Self-described "geek dad" Erik Engheim has published a cheat-sheet for the RISC-V instruction set architecture - or, at least, a useful subset thereof - designed as a handy quick-reference for new developers.

"A number of people have tried to make sheets giving an overview of the RISC-V instruction-set, so here is my variant," Erik writes of the project. "I have tried to find a balance between being useful and easy to read. That means some things I have excluded from this overview."

The resulting cut-down instruction set reference fits on a single page, and offers arithmetic operations, logical operations, load/store operations, and branching. A section of pseudocode instructions aims to simplify explaining the use of selected instructions, while final references at the bottom show the 32-bit instruction format, register file, and register aliases.

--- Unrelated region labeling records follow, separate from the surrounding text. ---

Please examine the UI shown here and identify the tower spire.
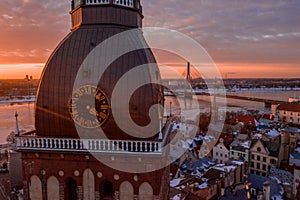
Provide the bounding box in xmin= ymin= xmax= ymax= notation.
xmin=15 ymin=111 xmax=20 ymax=136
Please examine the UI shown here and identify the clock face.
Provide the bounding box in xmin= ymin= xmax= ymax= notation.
xmin=69 ymin=85 xmax=110 ymax=128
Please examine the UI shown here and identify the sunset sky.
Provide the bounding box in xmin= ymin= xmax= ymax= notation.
xmin=0 ymin=0 xmax=300 ymax=79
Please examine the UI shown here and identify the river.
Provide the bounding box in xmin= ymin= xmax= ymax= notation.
xmin=0 ymin=90 xmax=300 ymax=144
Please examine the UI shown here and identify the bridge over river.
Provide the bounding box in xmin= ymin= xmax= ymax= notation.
xmin=165 ymin=90 xmax=291 ymax=108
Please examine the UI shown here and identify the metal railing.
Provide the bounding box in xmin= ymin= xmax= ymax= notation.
xmin=16 ymin=136 xmax=163 ymax=154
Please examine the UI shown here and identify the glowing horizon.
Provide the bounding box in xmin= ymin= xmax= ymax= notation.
xmin=0 ymin=0 xmax=300 ymax=79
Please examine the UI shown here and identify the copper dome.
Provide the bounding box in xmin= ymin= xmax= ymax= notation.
xmin=35 ymin=0 xmax=163 ymax=139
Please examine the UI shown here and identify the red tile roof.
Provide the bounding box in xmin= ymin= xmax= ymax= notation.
xmin=227 ymin=115 xmax=256 ymax=127
xmin=278 ymin=104 xmax=300 ymax=112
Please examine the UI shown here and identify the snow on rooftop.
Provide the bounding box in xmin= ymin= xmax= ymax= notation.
xmin=198 ymin=183 xmax=208 ymax=190
xmin=171 ymin=194 xmax=181 ymax=200
xmin=213 ymin=164 xmax=236 ymax=172
xmin=231 ymin=160 xmax=244 ymax=165
xmin=265 ymin=129 xmax=280 ymax=140
xmin=241 ymin=141 xmax=250 ymax=149
xmin=170 ymin=178 xmax=184 ymax=187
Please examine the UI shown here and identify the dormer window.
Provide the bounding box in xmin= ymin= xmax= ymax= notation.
xmin=256 ymin=147 xmax=261 ymax=152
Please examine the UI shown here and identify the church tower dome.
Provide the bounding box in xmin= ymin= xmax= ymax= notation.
xmin=16 ymin=0 xmax=173 ymax=200
xmin=35 ymin=0 xmax=163 ymax=140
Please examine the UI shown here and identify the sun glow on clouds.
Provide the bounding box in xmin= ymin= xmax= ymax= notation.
xmin=0 ymin=0 xmax=300 ymax=78
xmin=0 ymin=63 xmax=44 ymax=79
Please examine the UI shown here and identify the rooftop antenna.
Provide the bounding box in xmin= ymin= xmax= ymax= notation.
xmin=15 ymin=111 xmax=20 ymax=136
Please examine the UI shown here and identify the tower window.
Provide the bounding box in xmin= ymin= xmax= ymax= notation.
xmin=102 ymin=181 xmax=113 ymax=198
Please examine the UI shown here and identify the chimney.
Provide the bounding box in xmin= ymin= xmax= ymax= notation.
xmin=263 ymin=181 xmax=271 ymax=200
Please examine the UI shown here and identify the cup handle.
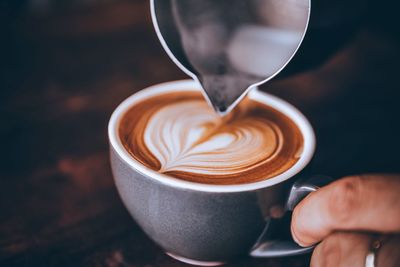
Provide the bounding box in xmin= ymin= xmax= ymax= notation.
xmin=250 ymin=175 xmax=333 ymax=258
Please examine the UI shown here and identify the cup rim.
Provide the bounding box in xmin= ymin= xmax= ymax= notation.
xmin=108 ymin=80 xmax=316 ymax=193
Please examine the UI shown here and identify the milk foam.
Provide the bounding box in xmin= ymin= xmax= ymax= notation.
xmin=144 ymin=100 xmax=283 ymax=175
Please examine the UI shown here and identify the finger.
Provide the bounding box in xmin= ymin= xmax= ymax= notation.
xmin=310 ymin=232 xmax=372 ymax=267
xmin=291 ymin=175 xmax=400 ymax=246
xmin=375 ymin=235 xmax=400 ymax=267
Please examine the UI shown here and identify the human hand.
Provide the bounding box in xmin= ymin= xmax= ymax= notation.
xmin=291 ymin=175 xmax=400 ymax=267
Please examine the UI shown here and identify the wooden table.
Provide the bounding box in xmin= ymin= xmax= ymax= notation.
xmin=0 ymin=3 xmax=400 ymax=267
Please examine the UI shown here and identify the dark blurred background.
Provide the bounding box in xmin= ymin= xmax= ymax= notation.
xmin=0 ymin=0 xmax=400 ymax=267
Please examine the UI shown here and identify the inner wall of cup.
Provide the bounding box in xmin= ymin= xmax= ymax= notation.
xmin=109 ymin=80 xmax=315 ymax=192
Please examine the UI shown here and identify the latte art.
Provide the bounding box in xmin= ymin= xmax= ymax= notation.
xmin=120 ymin=92 xmax=303 ymax=184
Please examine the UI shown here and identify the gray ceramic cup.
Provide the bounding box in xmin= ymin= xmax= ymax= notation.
xmin=108 ymin=80 xmax=321 ymax=266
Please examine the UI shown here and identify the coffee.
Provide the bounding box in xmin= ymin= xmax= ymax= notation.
xmin=119 ymin=91 xmax=304 ymax=185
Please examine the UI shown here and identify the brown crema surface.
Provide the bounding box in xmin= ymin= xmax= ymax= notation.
xmin=119 ymin=91 xmax=303 ymax=185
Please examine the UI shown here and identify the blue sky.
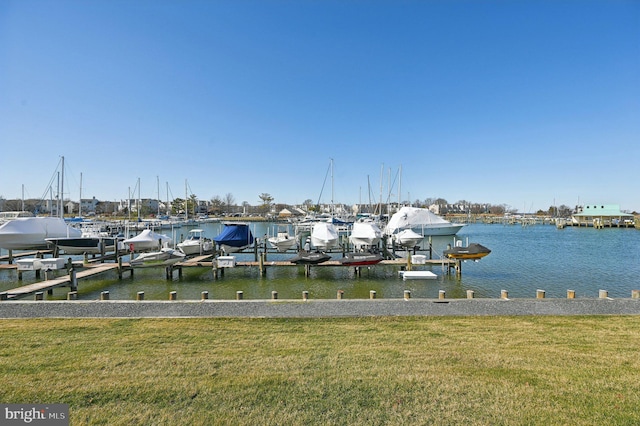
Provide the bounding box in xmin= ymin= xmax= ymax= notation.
xmin=0 ymin=0 xmax=640 ymax=211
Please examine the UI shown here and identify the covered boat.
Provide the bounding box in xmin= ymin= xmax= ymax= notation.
xmin=339 ymin=252 xmax=382 ymax=266
xmin=123 ymin=229 xmax=173 ymax=252
xmin=443 ymin=243 xmax=491 ymax=260
xmin=289 ymin=251 xmax=331 ymax=265
xmin=0 ymin=217 xmax=82 ymax=250
xmin=213 ymin=223 xmax=254 ymax=253
xmin=384 ymin=206 xmax=464 ymax=237
xmin=176 ymin=229 xmax=213 ymax=256
xmin=311 ymin=222 xmax=339 ymax=250
xmin=349 ymin=220 xmax=382 ymax=248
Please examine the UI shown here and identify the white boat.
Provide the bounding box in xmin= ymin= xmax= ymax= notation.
xmin=349 ymin=220 xmax=382 ymax=249
xmin=176 ymin=229 xmax=214 ymax=256
xmin=123 ymin=229 xmax=173 ymax=252
xmin=267 ymin=225 xmax=298 ymax=252
xmin=311 ymin=222 xmax=339 ymax=250
xmin=393 ymin=229 xmax=424 ymax=249
xmin=384 ymin=206 xmax=464 ymax=237
xmin=0 ymin=217 xmax=82 ymax=250
xmin=129 ymin=247 xmax=185 ymax=268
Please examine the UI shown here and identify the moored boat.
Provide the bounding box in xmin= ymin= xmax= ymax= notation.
xmin=213 ymin=222 xmax=254 ymax=253
xmin=289 ymin=251 xmax=331 ymax=265
xmin=176 ymin=228 xmax=214 ymax=256
xmin=339 ymin=252 xmax=382 ymax=266
xmin=0 ymin=217 xmax=82 ymax=250
xmin=129 ymin=247 xmax=185 ymax=268
xmin=443 ymin=243 xmax=491 ymax=260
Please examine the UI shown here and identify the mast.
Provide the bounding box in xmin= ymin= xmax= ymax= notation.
xmin=78 ymin=172 xmax=82 ymax=217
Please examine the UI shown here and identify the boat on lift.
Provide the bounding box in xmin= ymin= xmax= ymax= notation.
xmin=443 ymin=243 xmax=491 ymax=260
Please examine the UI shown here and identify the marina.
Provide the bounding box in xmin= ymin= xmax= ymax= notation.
xmin=0 ymin=222 xmax=640 ymax=301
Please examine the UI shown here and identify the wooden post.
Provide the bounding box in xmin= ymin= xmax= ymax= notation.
xmin=69 ymin=268 xmax=78 ymax=291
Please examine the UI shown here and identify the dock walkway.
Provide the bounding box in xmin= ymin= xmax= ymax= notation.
xmin=0 ymin=263 xmax=119 ymax=300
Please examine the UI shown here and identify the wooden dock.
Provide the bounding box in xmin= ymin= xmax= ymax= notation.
xmin=0 ymin=263 xmax=120 ymax=300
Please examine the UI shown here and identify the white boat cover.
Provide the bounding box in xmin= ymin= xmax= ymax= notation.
xmin=0 ymin=217 xmax=82 ymax=250
xmin=384 ymin=206 xmax=462 ymax=235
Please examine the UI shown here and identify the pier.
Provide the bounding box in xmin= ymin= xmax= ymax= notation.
xmin=0 ymin=263 xmax=123 ymax=300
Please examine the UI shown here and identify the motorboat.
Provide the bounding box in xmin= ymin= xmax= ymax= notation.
xmin=443 ymin=243 xmax=491 ymax=260
xmin=176 ymin=229 xmax=214 ymax=256
xmin=289 ymin=250 xmax=331 ymax=265
xmin=339 ymin=252 xmax=382 ymax=266
xmin=393 ymin=229 xmax=424 ymax=249
xmin=311 ymin=222 xmax=340 ymax=250
xmin=0 ymin=216 xmax=82 ymax=250
xmin=384 ymin=206 xmax=464 ymax=237
xmin=213 ymin=222 xmax=254 ymax=253
xmin=123 ymin=229 xmax=173 ymax=252
xmin=349 ymin=220 xmax=382 ymax=249
xmin=46 ymin=226 xmax=122 ymax=254
xmin=129 ymin=247 xmax=186 ymax=268
xmin=267 ymin=226 xmax=298 ymax=252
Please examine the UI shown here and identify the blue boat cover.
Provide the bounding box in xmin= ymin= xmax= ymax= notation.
xmin=213 ymin=224 xmax=253 ymax=247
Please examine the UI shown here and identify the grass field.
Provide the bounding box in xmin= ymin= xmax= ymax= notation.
xmin=0 ymin=316 xmax=640 ymax=425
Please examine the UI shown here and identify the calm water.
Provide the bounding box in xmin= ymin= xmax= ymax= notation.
xmin=0 ymin=223 xmax=640 ymax=300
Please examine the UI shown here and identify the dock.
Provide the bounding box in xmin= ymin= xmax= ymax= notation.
xmin=0 ymin=263 xmax=121 ymax=300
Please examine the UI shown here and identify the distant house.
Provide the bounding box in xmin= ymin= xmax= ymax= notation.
xmin=571 ymin=204 xmax=633 ymax=227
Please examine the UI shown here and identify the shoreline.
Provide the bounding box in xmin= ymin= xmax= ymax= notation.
xmin=0 ymin=298 xmax=640 ymax=319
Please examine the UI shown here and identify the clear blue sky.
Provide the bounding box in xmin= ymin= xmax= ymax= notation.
xmin=0 ymin=0 xmax=640 ymax=211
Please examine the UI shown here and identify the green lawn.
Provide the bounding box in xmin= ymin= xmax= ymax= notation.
xmin=0 ymin=316 xmax=640 ymax=425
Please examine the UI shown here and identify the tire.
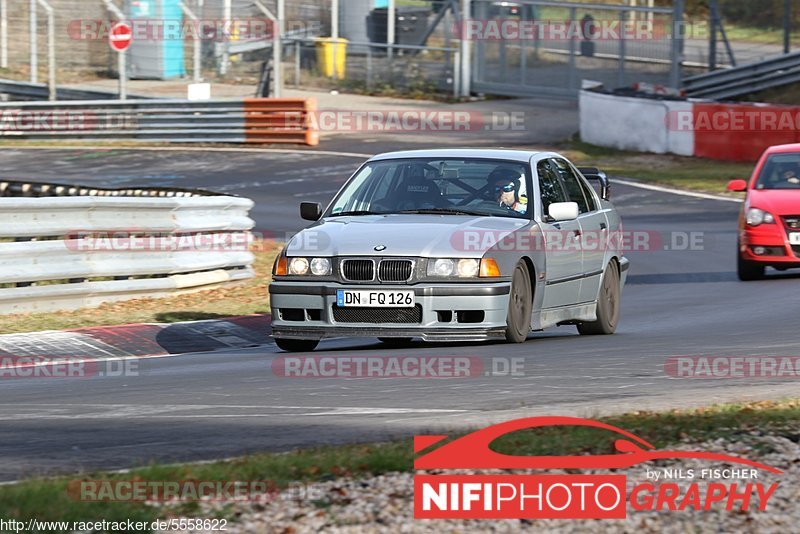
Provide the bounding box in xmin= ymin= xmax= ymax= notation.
xmin=378 ymin=337 xmax=414 ymax=348
xmin=578 ymin=261 xmax=622 ymax=336
xmin=506 ymin=261 xmax=533 ymax=343
xmin=275 ymin=337 xmax=319 ymax=352
xmin=736 ymin=252 xmax=764 ymax=282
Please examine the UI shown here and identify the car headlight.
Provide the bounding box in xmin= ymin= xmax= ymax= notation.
xmin=428 ymin=258 xmax=481 ymax=278
xmin=282 ymin=258 xmax=331 ymax=276
xmin=747 ymin=208 xmax=775 ymax=226
xmin=311 ymin=258 xmax=331 ymax=276
xmin=289 ymin=258 xmax=308 ymax=275
xmin=457 ymin=260 xmax=481 ymax=278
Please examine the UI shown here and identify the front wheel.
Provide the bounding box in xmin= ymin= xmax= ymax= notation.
xmin=736 ymin=252 xmax=764 ymax=282
xmin=578 ymin=261 xmax=621 ymax=336
xmin=506 ymin=261 xmax=533 ymax=343
xmin=275 ymin=337 xmax=319 ymax=352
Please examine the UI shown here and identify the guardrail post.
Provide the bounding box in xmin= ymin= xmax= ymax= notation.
xmin=272 ymin=0 xmax=286 ymax=98
xmin=0 ymin=0 xmax=8 ymax=69
xmin=38 ymin=0 xmax=57 ymax=100
xmin=294 ymin=41 xmax=300 ymax=87
xmin=386 ymin=0 xmax=397 ymax=61
xmin=219 ymin=0 xmax=231 ymax=76
xmin=453 ymin=52 xmax=461 ymax=98
xmin=30 ymin=0 xmax=39 ymax=83
xmin=459 ymin=0 xmax=472 ymax=96
xmin=178 ymin=1 xmax=202 ymax=83
xmin=669 ymin=0 xmax=683 ymax=89
xmin=620 ymin=10 xmax=625 ymax=87
xmin=567 ymin=7 xmax=578 ymax=89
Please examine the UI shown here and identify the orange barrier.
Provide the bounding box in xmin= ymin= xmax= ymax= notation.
xmin=244 ymin=98 xmax=319 ymax=146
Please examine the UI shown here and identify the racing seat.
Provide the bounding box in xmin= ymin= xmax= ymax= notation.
xmin=397 ymin=165 xmax=449 ymax=210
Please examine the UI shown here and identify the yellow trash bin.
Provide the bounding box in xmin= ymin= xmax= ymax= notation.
xmin=314 ymin=37 xmax=347 ymax=80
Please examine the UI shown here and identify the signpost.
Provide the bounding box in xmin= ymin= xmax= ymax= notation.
xmin=108 ymin=22 xmax=133 ymax=100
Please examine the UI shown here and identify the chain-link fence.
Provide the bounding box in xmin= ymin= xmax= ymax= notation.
xmin=0 ymin=0 xmax=800 ymax=101
xmin=472 ymin=0 xmax=680 ymax=97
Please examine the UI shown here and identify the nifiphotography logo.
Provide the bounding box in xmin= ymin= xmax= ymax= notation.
xmin=414 ymin=417 xmax=781 ymax=519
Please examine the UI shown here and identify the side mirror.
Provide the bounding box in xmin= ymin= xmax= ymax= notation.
xmin=300 ymin=202 xmax=322 ymax=221
xmin=726 ymin=180 xmax=747 ymax=191
xmin=547 ymin=202 xmax=579 ymax=222
xmin=578 ymin=167 xmax=611 ymax=200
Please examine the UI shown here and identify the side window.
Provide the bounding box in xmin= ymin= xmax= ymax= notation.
xmin=551 ymin=158 xmax=591 ymax=213
xmin=536 ymin=160 xmax=568 ymax=216
xmin=572 ymin=170 xmax=599 ymax=211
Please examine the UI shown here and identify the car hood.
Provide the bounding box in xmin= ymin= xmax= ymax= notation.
xmin=747 ymin=189 xmax=800 ymax=216
xmin=287 ymin=214 xmax=530 ymax=258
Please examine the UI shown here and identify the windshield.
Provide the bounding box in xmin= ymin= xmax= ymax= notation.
xmin=756 ymin=153 xmax=800 ymax=189
xmin=328 ymin=158 xmax=531 ymax=218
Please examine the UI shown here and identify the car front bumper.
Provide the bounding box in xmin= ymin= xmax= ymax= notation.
xmin=269 ymin=281 xmax=511 ymax=341
xmin=739 ymin=224 xmax=800 ymax=268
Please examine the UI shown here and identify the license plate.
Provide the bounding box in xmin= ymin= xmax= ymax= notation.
xmin=336 ymin=289 xmax=416 ymax=308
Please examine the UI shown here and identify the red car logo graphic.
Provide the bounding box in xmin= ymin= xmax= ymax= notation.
xmin=414 ymin=417 xmax=781 ymax=474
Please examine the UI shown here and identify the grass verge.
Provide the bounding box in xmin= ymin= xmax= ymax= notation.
xmin=0 ymin=241 xmax=280 ymax=334
xmin=0 ymin=399 xmax=800 ymax=521
xmin=559 ymin=140 xmax=753 ymax=196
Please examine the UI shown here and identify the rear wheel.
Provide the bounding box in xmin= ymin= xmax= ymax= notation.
xmin=275 ymin=337 xmax=319 ymax=352
xmin=506 ymin=261 xmax=533 ymax=343
xmin=736 ymin=247 xmax=764 ymax=282
xmin=378 ymin=337 xmax=414 ymax=348
xmin=578 ymin=261 xmax=621 ymax=336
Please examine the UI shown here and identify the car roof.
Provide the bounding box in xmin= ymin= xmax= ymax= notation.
xmin=767 ymin=143 xmax=800 ymax=154
xmin=370 ymin=148 xmax=540 ymax=163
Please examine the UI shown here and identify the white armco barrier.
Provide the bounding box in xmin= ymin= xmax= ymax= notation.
xmin=0 ymin=196 xmax=254 ymax=314
xmin=579 ymin=90 xmax=694 ymax=156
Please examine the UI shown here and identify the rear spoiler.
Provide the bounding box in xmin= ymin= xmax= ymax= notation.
xmin=578 ymin=167 xmax=611 ymax=200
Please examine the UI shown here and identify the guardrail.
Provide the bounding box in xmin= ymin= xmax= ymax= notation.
xmin=683 ymin=52 xmax=800 ymax=100
xmin=0 ymin=181 xmax=254 ymax=314
xmin=0 ymin=98 xmax=319 ymax=146
xmin=0 ymin=80 xmax=150 ymax=101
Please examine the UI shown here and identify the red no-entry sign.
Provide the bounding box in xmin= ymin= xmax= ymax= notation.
xmin=108 ymin=22 xmax=133 ymax=52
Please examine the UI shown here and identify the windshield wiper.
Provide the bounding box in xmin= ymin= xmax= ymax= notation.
xmin=330 ymin=210 xmax=386 ymax=217
xmin=399 ymin=208 xmax=494 ymax=217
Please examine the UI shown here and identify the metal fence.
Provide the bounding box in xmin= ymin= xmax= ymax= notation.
xmin=0 ymin=181 xmax=254 ymax=313
xmin=471 ymin=0 xmax=682 ymax=98
xmin=0 ymin=98 xmax=319 ymax=145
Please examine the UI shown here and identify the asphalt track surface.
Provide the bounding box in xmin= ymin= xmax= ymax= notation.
xmin=0 ymin=146 xmax=800 ymax=480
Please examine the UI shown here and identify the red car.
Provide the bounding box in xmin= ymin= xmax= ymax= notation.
xmin=728 ymin=144 xmax=800 ymax=280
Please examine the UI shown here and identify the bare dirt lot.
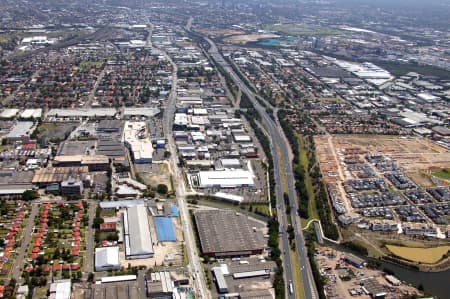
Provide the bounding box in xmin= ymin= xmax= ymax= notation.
xmin=224 ymin=34 xmax=280 ymax=44
xmin=135 ymin=163 xmax=172 ymax=191
xmin=314 ymin=135 xmax=450 ymax=187
xmin=195 ymin=28 xmax=244 ymax=36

A full write-up of the project, including justification for certain exclusions, is available on Erik's Medium blog - along with free PDF downloads of the cheat-sheet itself and a comparison between RISC-V and AVR instructions.

Student Ismael Garcia Offers an Insight into Taping-Out a RISC-V OOO Processor

Ismael Garcia, currently completing an undergraduate degree in electronic engineering at Stanford University, and has written up an insight into the taping-out of a - sadly ultimately non-functional - RISC-V out-of-order processor.

"I would like to reflect on the process of taping out a RISC-V Out of Order Processor and share the takeaways from the chip's end in failure," Ismael writes. "Our team's goal in the making of this chip was to explore and implement different types of caches. We decided to implement a set of victim caches which decreases the number of conflict misses.

"Once we verified the architecture and coded the Verilog, we went through the process of physical design. It was one of the most daunting assignment I've ever completed in my undergraduate career. And after a lot of stressful nights, we finally had a DRC-error free GDS file."

Unfortunately, passing the design rules check wasn't a guarantee of function. "We waited a year to finally receive our chip," Ismael explains, "and during bring-up we discovered that we had accidentally hardwired the data and clock wires of the SPI flash we intended to use to send instructions to our core. After a whole year of work, our chip was doomed by two lines of code.

"We didn't catch this because of insufficient verification. While the outcome may have been disappointing, I am proud of the work my team and I did. I am taking this as a teachable moment and using this to become a better hardware engineer in the future."